Arlington officials say they hope the project will transform Rosslyn, a commuter-clogged suburb crammed with outdated boxy buildings, into a modern development that would attract more tourism.
I would hardly call Rosslyn "commuter-clogged"--the area never seems that busy too me, but it is definitely an area that is home to few. "Outdated boxy buildings" is about as apt a description as any of the unremarkable cement edifices that make the view across the Potomac from Georgetown such an eyesore.
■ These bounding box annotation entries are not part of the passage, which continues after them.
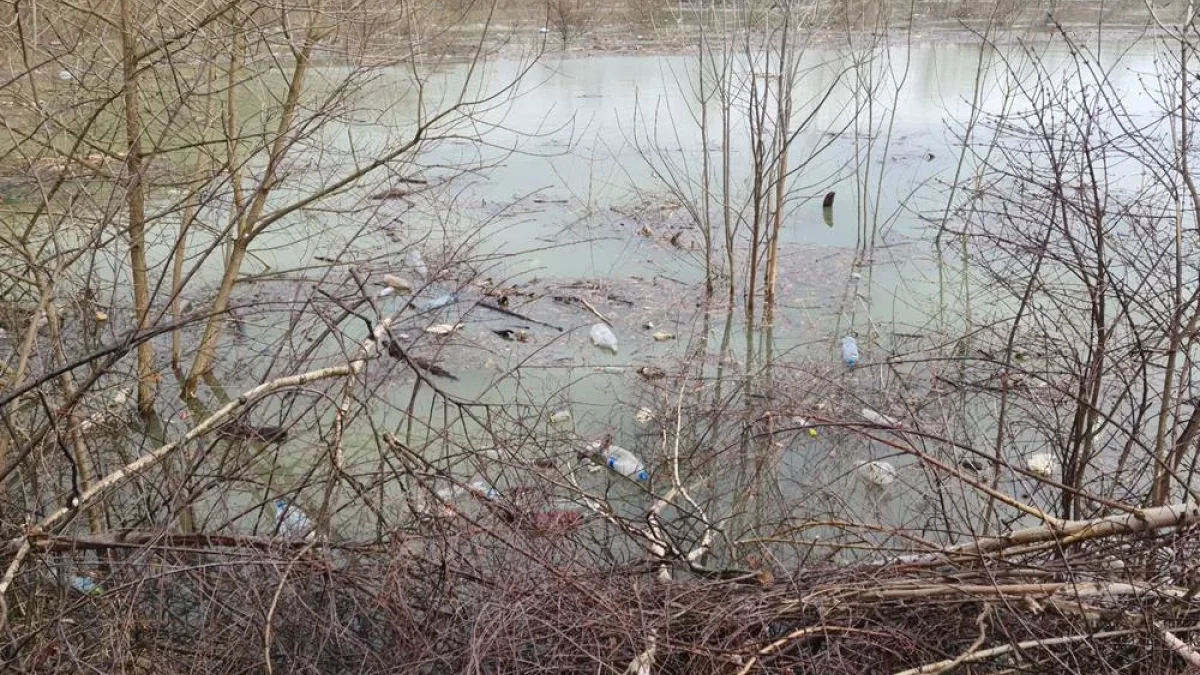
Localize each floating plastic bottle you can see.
[841,335,858,368]
[383,274,413,293]
[863,408,904,426]
[404,249,430,279]
[792,417,821,438]
[592,323,617,354]
[418,293,458,311]
[71,575,104,596]
[1025,453,1058,477]
[467,478,500,500]
[605,446,650,480]
[858,460,896,488]
[275,500,317,539]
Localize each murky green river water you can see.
[0,34,1171,542]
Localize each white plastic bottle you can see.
[592,323,617,354]
[605,446,650,480]
[841,335,859,368]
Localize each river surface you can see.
[0,34,1171,552]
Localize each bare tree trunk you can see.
[184,24,320,398]
[763,7,794,314]
[121,0,156,417]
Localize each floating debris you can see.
[368,187,413,202]
[409,357,458,381]
[863,408,904,428]
[1025,453,1058,477]
[416,293,458,311]
[404,249,430,279]
[71,575,104,596]
[841,335,859,368]
[792,417,818,438]
[383,274,413,294]
[492,328,533,342]
[856,460,896,488]
[592,323,617,354]
[425,323,462,335]
[959,458,988,473]
[467,478,500,500]
[637,365,667,380]
[275,500,317,540]
[217,422,288,443]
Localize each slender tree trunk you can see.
[763,8,792,322]
[121,0,157,417]
[184,25,320,398]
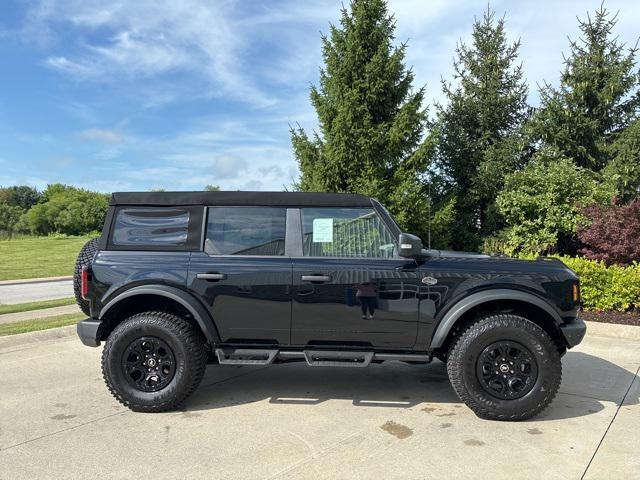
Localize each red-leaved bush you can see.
[578,198,640,265]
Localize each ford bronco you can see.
[75,192,586,420]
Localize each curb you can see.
[0,325,76,350]
[0,303,82,325]
[0,275,73,285]
[584,321,640,340]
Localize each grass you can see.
[0,297,76,315]
[0,235,95,280]
[0,313,86,337]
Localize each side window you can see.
[204,207,286,255]
[302,208,396,258]
[111,207,189,249]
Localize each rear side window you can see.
[302,208,396,258]
[204,207,286,255]
[111,208,189,249]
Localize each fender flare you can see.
[430,288,562,349]
[98,285,220,343]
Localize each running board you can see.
[216,348,278,365]
[215,348,432,367]
[303,350,374,367]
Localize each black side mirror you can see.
[398,233,422,258]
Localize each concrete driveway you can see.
[0,327,640,479]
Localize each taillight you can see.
[80,267,89,300]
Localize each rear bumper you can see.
[560,316,587,348]
[76,318,102,347]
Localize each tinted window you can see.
[302,208,395,258]
[205,207,286,255]
[111,208,189,247]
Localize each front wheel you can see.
[102,312,207,412]
[447,314,562,420]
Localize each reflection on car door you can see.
[188,207,292,345]
[291,208,421,349]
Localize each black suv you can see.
[76,192,586,420]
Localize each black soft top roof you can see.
[109,191,371,207]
Still, it will be pretty difficult for two towers to change the character of this character-less part of the D.C.-area. The problem with Rosslyn, as with so many other parts of Northern Virginia, is that it lacks distinctive features and that street life mostly shuts down after 7. The designs of the highrises pictured in the Post article appear to deviate little from the dull steel and glass prototype that characterize today's urban towers. Just as the cement buildings of the 1950s-70s appear outdated now, the glass edifices will evoke anachronism a decade or two down the road.
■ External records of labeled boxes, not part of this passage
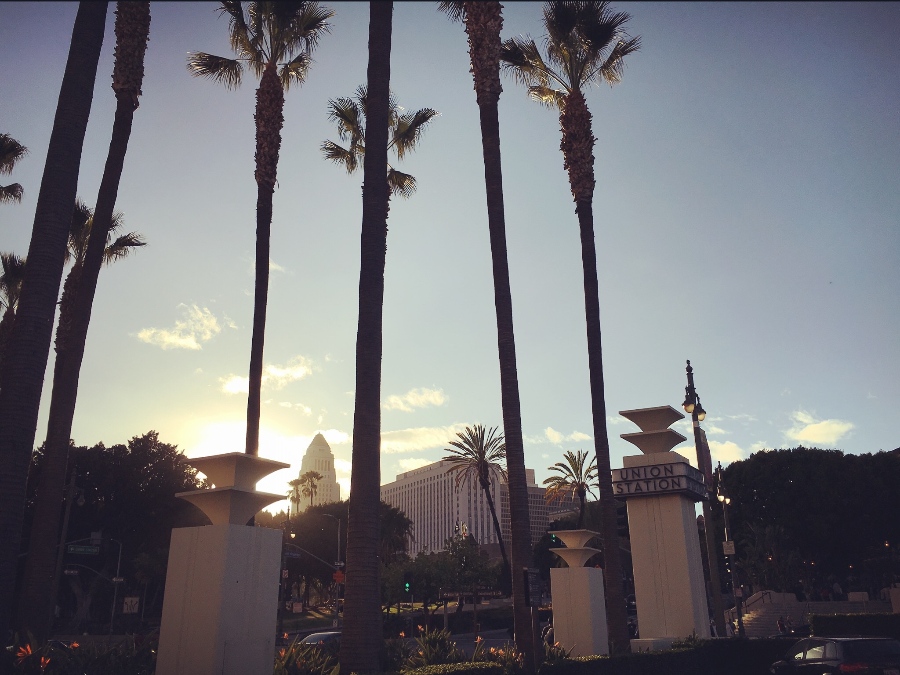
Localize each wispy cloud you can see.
[136,304,223,350]
[381,387,447,412]
[784,410,854,445]
[544,427,593,445]
[397,457,434,471]
[219,356,315,394]
[381,424,466,454]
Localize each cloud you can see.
[137,304,222,350]
[397,457,434,472]
[544,427,593,445]
[784,410,854,445]
[219,356,315,394]
[381,388,447,412]
[708,441,747,464]
[381,424,466,454]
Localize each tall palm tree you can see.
[439,1,536,672]
[0,134,28,204]
[0,2,107,635]
[340,0,394,675]
[287,478,303,520]
[19,201,145,638]
[322,86,439,198]
[19,1,150,637]
[442,424,509,570]
[501,0,640,652]
[0,253,25,369]
[300,471,322,506]
[188,0,334,455]
[544,450,597,530]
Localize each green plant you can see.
[403,630,467,672]
[274,639,339,675]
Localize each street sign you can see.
[66,544,100,555]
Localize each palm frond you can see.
[387,168,416,199]
[0,183,25,204]
[388,108,440,159]
[438,0,466,22]
[528,86,568,110]
[320,141,356,173]
[0,134,28,176]
[187,52,244,89]
[279,52,313,91]
[103,232,147,265]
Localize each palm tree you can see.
[299,471,322,506]
[0,253,25,369]
[19,201,145,637]
[0,134,28,204]
[443,424,509,573]
[439,1,536,672]
[287,478,303,520]
[322,86,439,198]
[501,1,640,652]
[188,0,334,455]
[0,2,107,635]
[544,450,597,530]
[340,0,394,675]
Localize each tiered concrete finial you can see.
[619,405,687,455]
[175,452,290,525]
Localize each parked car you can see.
[769,637,900,675]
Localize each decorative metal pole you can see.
[683,361,725,637]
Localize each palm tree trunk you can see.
[560,91,630,654]
[19,2,150,639]
[244,63,284,455]
[340,0,394,675]
[0,2,107,635]
[465,2,537,673]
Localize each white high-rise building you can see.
[381,460,549,556]
[300,434,341,511]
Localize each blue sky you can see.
[0,2,900,508]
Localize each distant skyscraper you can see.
[300,434,341,511]
[381,460,564,556]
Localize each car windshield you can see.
[844,640,900,661]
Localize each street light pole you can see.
[683,361,725,636]
[716,462,745,637]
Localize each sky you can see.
[0,2,900,507]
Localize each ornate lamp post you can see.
[716,462,745,637]
[682,361,725,635]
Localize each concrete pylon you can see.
[612,406,710,651]
[550,530,609,656]
[156,452,290,675]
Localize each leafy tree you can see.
[0,253,25,369]
[544,450,597,530]
[19,198,144,637]
[322,86,438,198]
[443,424,509,570]
[501,0,640,652]
[0,2,107,635]
[439,2,536,671]
[27,431,208,630]
[188,0,334,455]
[0,134,28,204]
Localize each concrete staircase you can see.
[725,591,891,637]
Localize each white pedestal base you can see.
[156,524,282,675]
[550,567,609,656]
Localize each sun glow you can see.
[185,420,350,513]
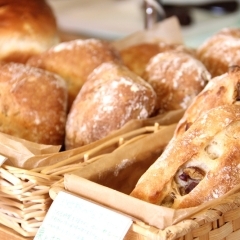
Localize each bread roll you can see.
[131,104,240,208]
[196,28,240,77]
[0,0,59,63]
[0,63,67,145]
[65,63,156,149]
[174,66,240,137]
[27,38,120,109]
[120,42,195,77]
[142,51,211,113]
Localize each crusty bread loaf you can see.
[196,28,240,77]
[0,63,67,145]
[131,104,240,208]
[0,0,59,63]
[27,38,120,109]
[65,62,156,149]
[174,66,240,137]
[120,42,195,77]
[142,51,211,113]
The testimonial from a Rosslyn resident also seems incredibly misguided:
Roa Lynn of Rosslyn said she recently had lunch outside in Shirlington, "alfresco," she noted, and her neighborhood looked bleak in contrast.
"I was struck by how harsh and unpleasant the Rosslyn streetscape is," Lynn said. "I beg you please to approve this project today. Make my neighborhood as nice as the other neighborhoods in Arlington."
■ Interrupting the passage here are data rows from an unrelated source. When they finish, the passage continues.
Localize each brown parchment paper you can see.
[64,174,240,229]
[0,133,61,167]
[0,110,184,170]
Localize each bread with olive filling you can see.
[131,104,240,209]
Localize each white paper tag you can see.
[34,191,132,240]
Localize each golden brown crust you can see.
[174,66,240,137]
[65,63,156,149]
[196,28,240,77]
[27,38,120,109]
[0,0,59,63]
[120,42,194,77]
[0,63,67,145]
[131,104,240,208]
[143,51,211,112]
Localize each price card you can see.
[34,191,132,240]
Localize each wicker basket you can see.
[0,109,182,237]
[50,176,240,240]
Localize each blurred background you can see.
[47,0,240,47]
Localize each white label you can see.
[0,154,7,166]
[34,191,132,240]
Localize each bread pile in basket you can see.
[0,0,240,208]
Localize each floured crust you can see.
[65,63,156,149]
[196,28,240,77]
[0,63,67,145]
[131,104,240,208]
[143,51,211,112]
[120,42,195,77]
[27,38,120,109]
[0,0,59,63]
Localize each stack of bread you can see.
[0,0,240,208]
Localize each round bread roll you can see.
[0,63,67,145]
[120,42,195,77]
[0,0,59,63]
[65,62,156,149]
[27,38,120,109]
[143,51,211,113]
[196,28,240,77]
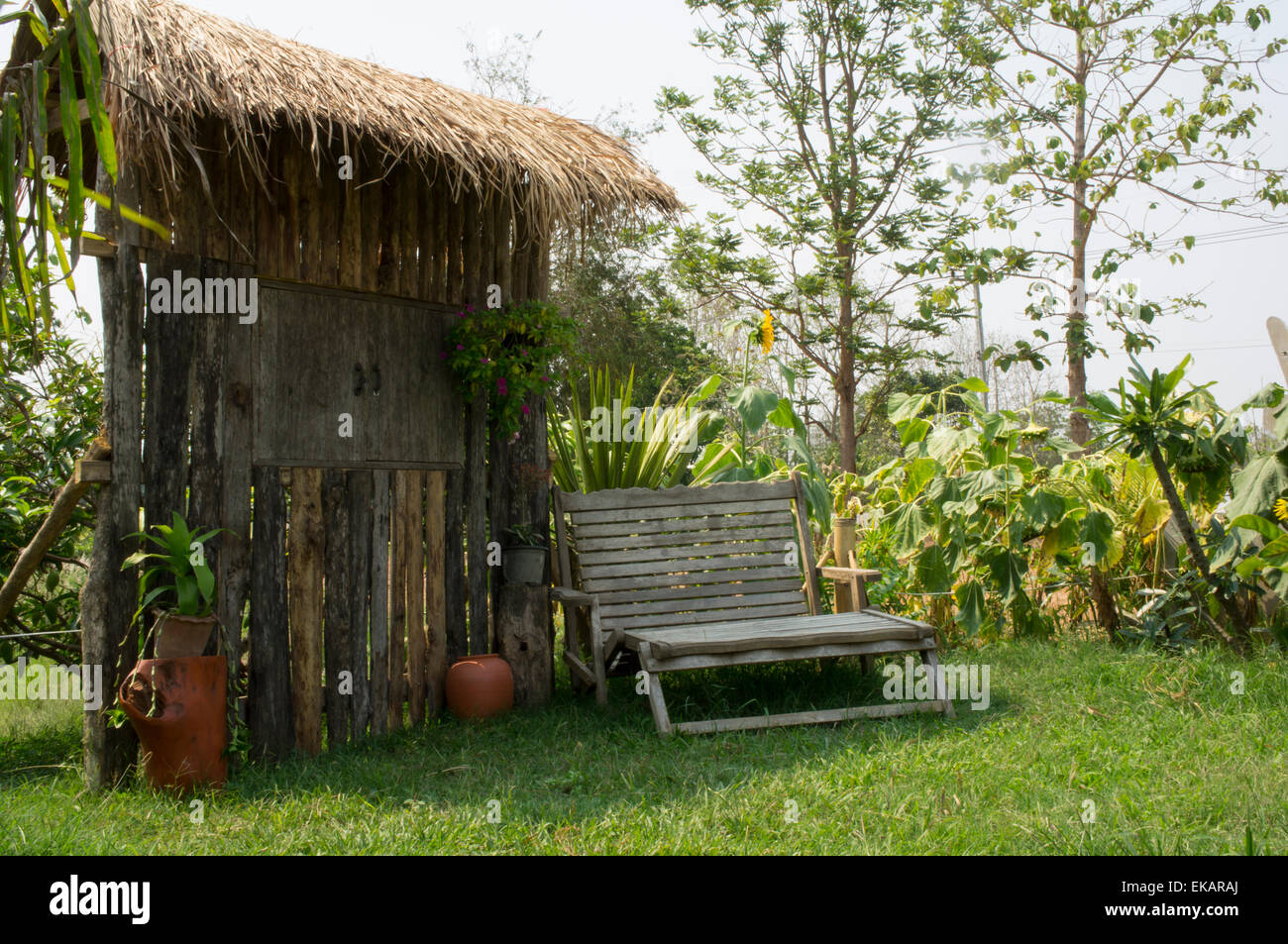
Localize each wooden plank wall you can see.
[110,128,548,759]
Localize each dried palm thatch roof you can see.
[5,0,680,226]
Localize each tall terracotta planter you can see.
[117,656,228,792]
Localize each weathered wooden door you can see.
[252,282,464,469]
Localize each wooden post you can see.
[492,398,554,705]
[371,469,390,734]
[465,396,490,656]
[288,469,326,754]
[349,471,374,739]
[246,467,295,760]
[443,469,471,666]
[322,469,353,751]
[398,471,429,724]
[425,472,447,716]
[81,163,146,789]
[0,437,112,623]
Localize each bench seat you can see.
[622,609,935,660]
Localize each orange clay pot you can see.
[446,654,514,717]
[117,656,228,793]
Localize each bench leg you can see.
[921,649,957,717]
[590,626,608,704]
[640,643,671,738]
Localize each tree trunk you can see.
[1149,446,1248,645]
[1064,33,1091,446]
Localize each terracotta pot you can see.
[117,656,228,792]
[501,546,550,583]
[156,613,219,660]
[446,654,514,717]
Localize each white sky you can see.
[0,0,1288,407]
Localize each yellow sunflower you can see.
[760,308,774,355]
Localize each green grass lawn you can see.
[0,643,1288,854]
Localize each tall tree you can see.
[960,0,1288,445]
[658,0,989,472]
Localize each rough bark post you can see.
[322,469,353,751]
[443,469,471,666]
[81,163,145,789]
[288,469,326,754]
[349,471,374,739]
[493,399,554,707]
[246,467,295,760]
[465,396,489,656]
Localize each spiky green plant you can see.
[546,367,722,492]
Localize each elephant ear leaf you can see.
[953,580,988,636]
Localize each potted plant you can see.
[121,511,224,658]
[441,301,575,438]
[501,524,546,583]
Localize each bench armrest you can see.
[550,587,595,606]
[818,567,881,580]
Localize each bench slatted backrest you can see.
[559,481,812,630]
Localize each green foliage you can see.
[546,367,722,492]
[0,286,102,664]
[442,301,574,435]
[121,511,228,619]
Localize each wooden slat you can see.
[428,164,448,299]
[360,152,383,292]
[370,469,390,734]
[602,602,805,630]
[317,151,345,286]
[425,472,448,716]
[340,146,370,288]
[577,519,796,555]
[406,471,429,724]
[373,166,403,295]
[595,577,804,605]
[443,469,471,666]
[274,141,304,279]
[581,549,782,579]
[246,465,290,760]
[389,472,406,730]
[581,567,800,593]
[599,583,805,622]
[446,187,468,305]
[143,253,201,527]
[563,480,796,519]
[398,163,424,299]
[577,535,796,572]
[218,261,254,705]
[288,467,326,754]
[465,396,489,656]
[572,509,796,538]
[322,469,353,751]
[572,498,786,533]
[348,469,375,739]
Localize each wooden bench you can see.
[551,475,953,735]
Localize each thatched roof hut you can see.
[10,0,680,224]
[3,0,680,786]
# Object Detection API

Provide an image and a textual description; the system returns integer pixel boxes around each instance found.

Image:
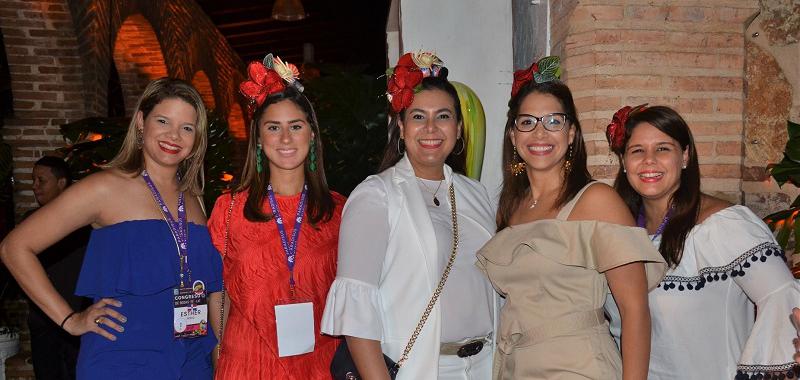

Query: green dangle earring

[256,143,264,173]
[308,138,317,172]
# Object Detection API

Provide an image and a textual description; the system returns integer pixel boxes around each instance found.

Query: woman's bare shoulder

[697,194,733,223]
[570,182,633,225]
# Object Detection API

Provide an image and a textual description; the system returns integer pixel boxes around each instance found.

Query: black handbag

[331,339,400,380]
[331,183,458,380]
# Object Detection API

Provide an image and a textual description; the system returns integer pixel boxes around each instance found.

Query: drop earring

[308,139,317,172]
[136,128,144,149]
[564,144,573,176]
[256,143,264,173]
[508,145,525,177]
First, erecting highrises are hardly the formula for mitigating the harshness of a streetscape. Second, though Shirlington's small, pedestrian-friendly downtown area--all two blocks of it--is certainly more ideal than Rosslyn's, can't we set our sights a little higher than "other neigborhoods in Arlington?" Especially in regards to the businesses in some of these areas, particularly Ballston and Shirlington, which represent more of the same big box blandness that now infests so much of this nation.